Stiftung für Zukunftsfragen stellt die 25. Deutsche Tourismusanalyse vor

Ferienfreuden in Krisenzeiten.

Deutsche reisen weniger ins Ausland:  „Comeback des Inlandstourismus“

Seit dem 11. September 2001 ist die „heile Urlaubswelt“ nicht mehr das, was sie einmal war: Terroranschläge, Irakkrieg, Tsunami, Vogelgrippe, Karikaturenstreit, Börsenkrise und Rezession haben in einer erfolgsverwöhnten Wachstumsbranche ihre Bremsspuren hinterlassen. Die Reiselust der Deutschen bleibt zwar ungebrochen, aber die Urlaube werden immer kürzer (2008: 12,2 Tage), die Urlaubsbudgets immer knapper (2008: 960 Euro Urlaubsbudget pro Person) und die Reiseziele rücken immer näher: Fast zwei von fünf Urlaubern (38%) hielten sich im vergangenen Jahr in Deutschland auf und verzichteten auf eine Auslandsreise. Und das Jahr 2009 droht zum Jahr der touristischen Verunsicherung zu werden, weil das Lager der zur Reise „Unentschlossenen“ (34,8%) größer ist als je zuvor. Dies geht aus der 25. Deutschen Tourismusanalyse der BAT Stiftung für Zukunftsfragen hervor, in der 4.000 Personen ab 14 Jahren nach ihrem Urlaubsverhalten 2008 und ihren Reiseabsichten 2009 befragt wurden.
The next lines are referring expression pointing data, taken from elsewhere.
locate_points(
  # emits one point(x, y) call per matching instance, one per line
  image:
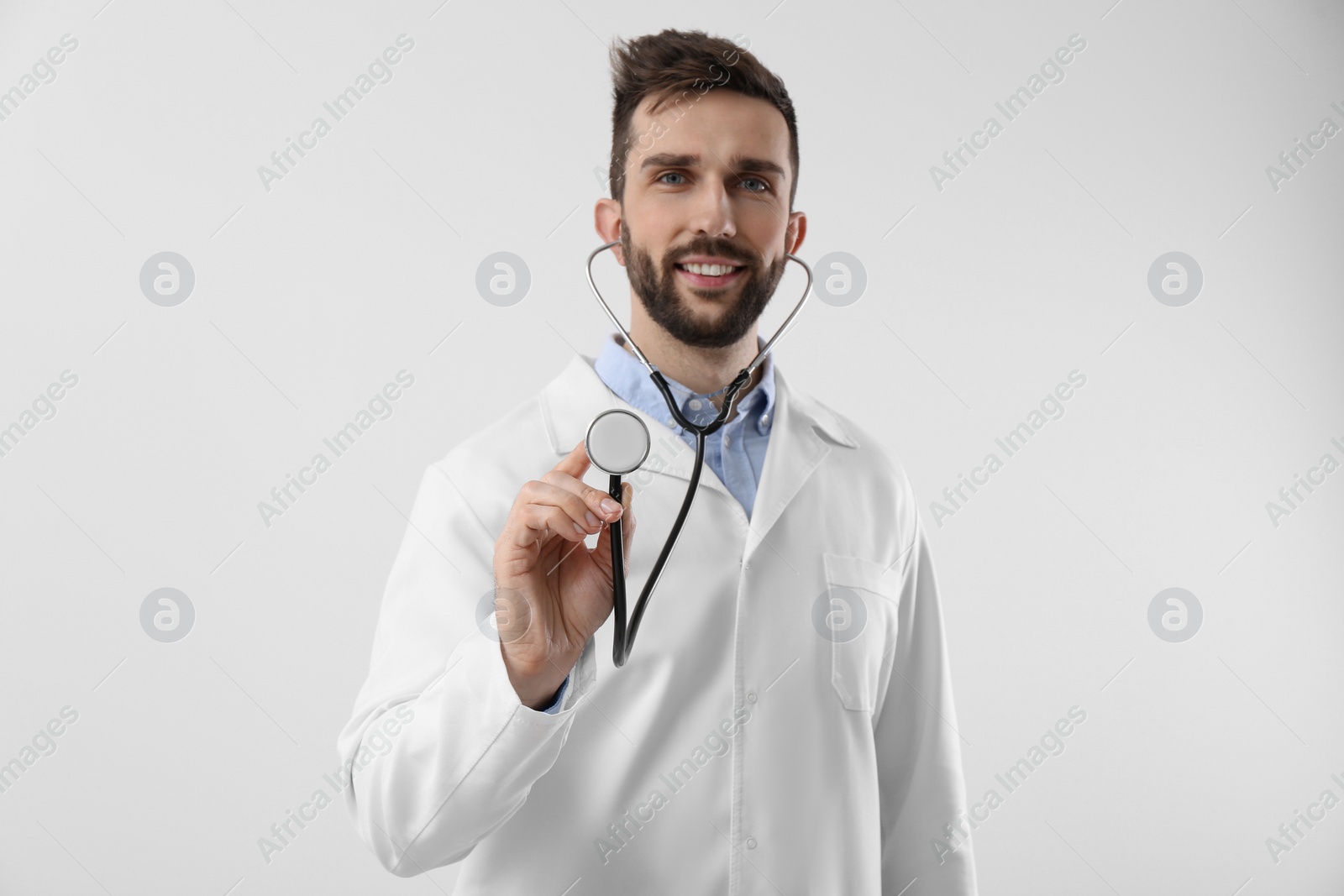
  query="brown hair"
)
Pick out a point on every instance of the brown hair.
point(671, 66)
„Statt Wärme, Ferne und Weite heißt es eher: „Kurz. Nah. Weg“, so Prof. Dr. Horst W. Opaschowski, der Wissenschaftliche Leiter der BAT Stiftung. „Anstelle eines Reiseverzichts wird die Urlaubsfreude durch eine Verkürzung der Reisedauer regelrecht erkauft und finanziell ausgeglichen. Auf diese Weise lebt die populärste Form von Glück weiter: Kürzer verreisen heißt dann eben: Intensiver genießen und gleichzeitig den Gürtel enger schnallen.“ Und den Luxus einer Zweit- oder Drittreise kann sich ohnehin nur eine Minderheit leisten: 2007 waren es 16,4 Prozent, 2008 15,7 Prozent und 2009 werden es – so die aktuellen Reiseabsichten der Deutschen – vielleicht nur noch 11,6 Prozent sein.

Beim Haushalten mit dem Urlaubsbudget rücken Fernreiseziele in weite Ferne. Umso mehr ist Urlaub im eigenen Land gefragt, bei dem man Zeit und Geld sparen kann. Doch die Umsetzung der praktischen Reiseformel „Kurz. Nah. Weg.“ hat auch ihre Schattenseiten: Die Urlauber sind schnell da – aber auch schnell wieder weg. Inlandsurlauber bleiben gerade einmal 9,8 Tage, Auslandsreisende jedoch durchschnittlich 13,7 Tage. Professor Opaschowski: „Aus den schönsten Wochen des Jahres werden die schönsten Tage des Jahres.“ Von den touristischen Boomzeiten Anfang der achtziger Jahre mit fast dreiwöchiger Aufenthaltsdauer (1980: 18,2 Tage im Durchschnitt) können die Ferienanbieter in Deutschland heute nur noch träumen.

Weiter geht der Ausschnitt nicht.